As a comparison, California's oarfish, or Regalecus glesne, measured only 14 feet and the giant squid was more than double that. The first oarfish found by a marine instructor snorkeling off Santa Catalina Island was measured at a mere 18 feet long. But these sea monsters can grow to be the width of a human torso and the largest oarfish ever found was 26 feet long, although it's believed they can grower to larger than 50 feet.

The oarfish is a creature that is thought to have inspired legends of giant sea serpents. Most oarfish live at an ocean depth of 3,000 feet so scientists don't exactly know much about them. For example, some scientists claim the sea serpents represent multiple species so DNA tests on these two samples should clear up matters.
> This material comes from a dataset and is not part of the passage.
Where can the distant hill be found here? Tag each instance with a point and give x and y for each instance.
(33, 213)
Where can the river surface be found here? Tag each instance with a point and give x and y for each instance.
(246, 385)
The timing of the discovery of the two oarfish in the same area is also a mystery. It's possible oarfish travel in groups. Milton Love, a research biologist at the University of California in Santa Barbara, believes the California oarfish were carried to shore by a strong current and then battered to death by the waves:

"It may have happened some place on Earth before but it certainly doesn't happen very often. There may be ones lying in 50 to 100 feet (15 to 30 meters) of water we'll never know about."
The Scripps Research Institute and the National Oceanic and Atmospheric Administration (NOAA) retrieved the carcass of the oarfish and it will be split into pieces for study. But earlier this year scientists were treated to filming a live oarfish in HD for the first time:
"We were just finishing up scanning the water column about 200 feet below the surface when my technician yelled. I walked into the lab and saw this giant oarfish. I was like, 'Oh my God,' and we followed that thing for 10 minutes. The striking thing is they swim by undulating their dorsal fin like a propeller, and they can change direction instantly. Most of the time they move slowly and stealthily, but when they want to, they can move fast."

Do you think the oarfish inspired legends of giant sea serpents or do you think another sea creature is responsible for those myths?